Soon the members came to paint the new dispensary, the electrical installations were made, and through cane channels the rainwater was collected, especially for the hygienic services whose stench in the old dispensary made it impossible to work. The patients had to go out to a nearby pasture to relieve themselves.


But the board of affiliates, in which there were timber traffickers, and they had even made a great deal, with the price of that unfinished house, which was now the new dispensary in operation.


The members of the board of directors went to present a complaint against the doctor in Esmeraldas.


The doctor's situation was complicated by her bad relationship with the Boca del Sucio dentist, who was the secretary of the association of doctors and dentists, and by a malaria that almost killed her.


In those days, the government announced that the World Health Organization presented an award to the government for the elimination of malaria.


In that house of the promoters, mosquitoes were abundant because the population had to keep the water in tanks. Maxima had several tanks with water.

When she returned to Quito, she was presented with a brutal chill, then a fever, and finally a sweat.

These episodes were repeated times before going to the hospital.

In her hospital, her parents admitted Máxima. She was in pre shock. Soon, she was receiving blood and serums, to compensate for the severe dehydration and anemia.


She was admitted, the tests showed a great loss of red blood cells. Fever episodes began to occur regularly 3 times a day. After each there was a temporary resurrection, after profuse sweating, then a new agony a few hours later, with a chill that shook the bed.

-Doctor, I am also a doctor and I know that this is malaria.

- We are running tests. but so far there is no evidence of plasomodium so we will try to stabilize it and repeat the tests when the fever spikes come.

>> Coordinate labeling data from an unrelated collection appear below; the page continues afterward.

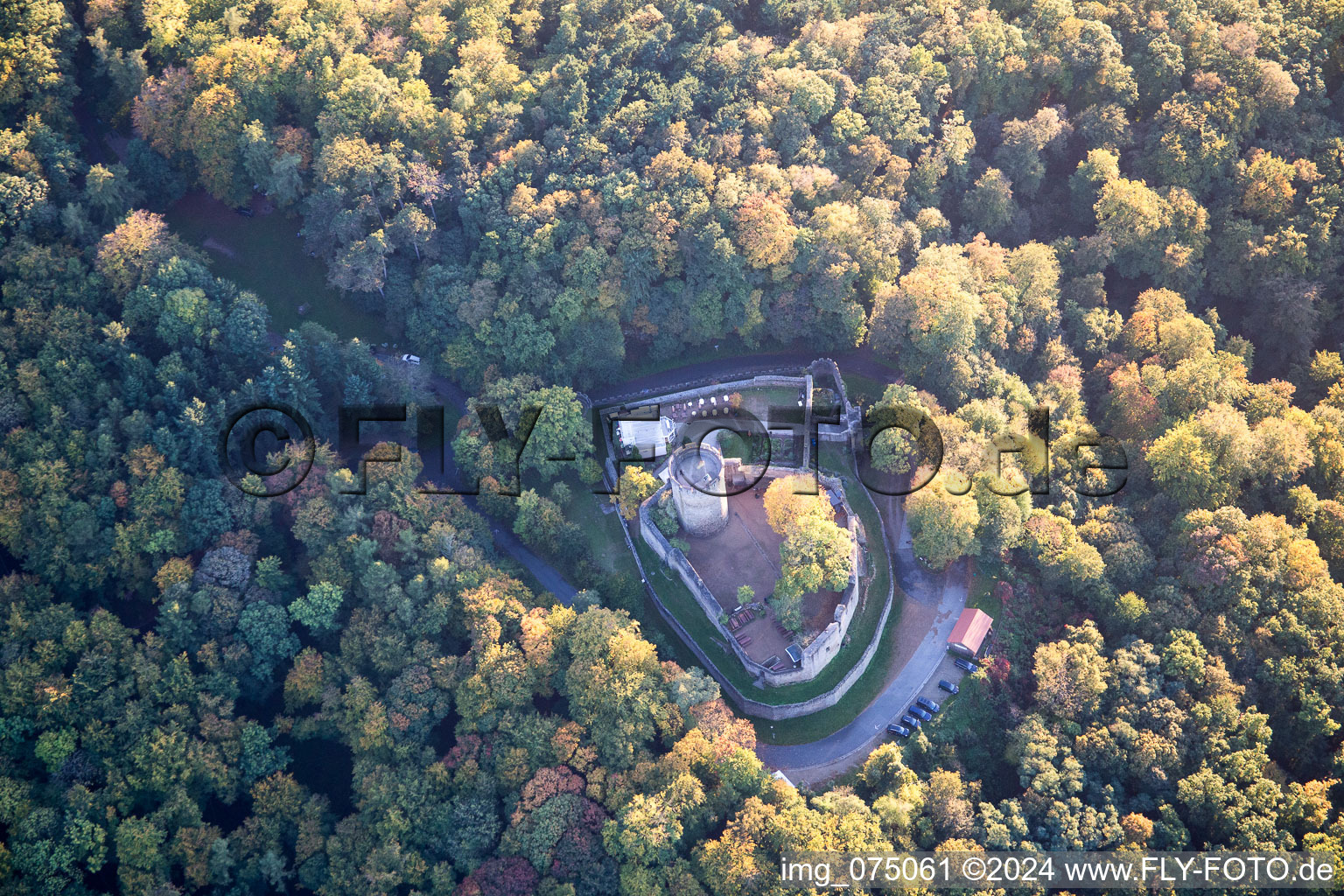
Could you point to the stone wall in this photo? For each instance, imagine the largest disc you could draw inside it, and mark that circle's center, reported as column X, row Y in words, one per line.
column 773, row 712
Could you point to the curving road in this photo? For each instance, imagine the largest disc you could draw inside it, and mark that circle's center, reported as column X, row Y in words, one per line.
column 945, row 592
column 848, row 747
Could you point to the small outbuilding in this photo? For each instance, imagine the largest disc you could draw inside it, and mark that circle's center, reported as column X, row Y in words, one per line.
column 970, row 634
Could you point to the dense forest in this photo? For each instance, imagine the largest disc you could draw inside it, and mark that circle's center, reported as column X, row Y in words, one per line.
column 1126, row 211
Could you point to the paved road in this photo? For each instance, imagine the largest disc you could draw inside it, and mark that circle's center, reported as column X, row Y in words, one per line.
column 860, row 360
column 850, row 746
column 947, row 592
column 547, row 575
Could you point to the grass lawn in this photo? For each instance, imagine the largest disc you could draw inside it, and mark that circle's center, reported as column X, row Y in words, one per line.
column 862, row 627
column 262, row 254
column 834, row 459
column 827, row 722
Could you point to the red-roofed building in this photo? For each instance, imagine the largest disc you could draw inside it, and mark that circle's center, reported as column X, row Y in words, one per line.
column 970, row 634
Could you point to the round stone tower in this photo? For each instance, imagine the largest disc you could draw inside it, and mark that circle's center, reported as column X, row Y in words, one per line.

-I have been here 5 days, every day I feel weaker than the day before.

-I know.

That night, while the chill announced an implacable fever, between reality and delirium, in the front bed a feverish patient like her got up to go to the bathroom, but lost her balance and hit her head on the edge of her head. bed. The doctors and nurses turned on the lights, it was early morning.


She was admitted, the tests showed a great loss of red blood cells. Fever episodes began to occur regularly 3 times a day. After each there was a temporary resurrection, after profuse sweating, then a new agony a few hours later, with a chill that shook the bed.

-Doctor, I am also a doctor and I know that this is malaria.

- We are running tests. but so far there is no evidence of plasomodium so we will try to stabilize it and repeat the tests when the fever spikes come.

-I have been here 5 days, every day I feel weaker than the day before.

-I know.

That night, while the chill announced an implacable fever, between reality and delirium, in the front bed a feverish patient like her got up to go to the bathroom, but lost her balance and hit her head on the edge of her head. bed. The doctors and nurses turned on the lights, it was early morning.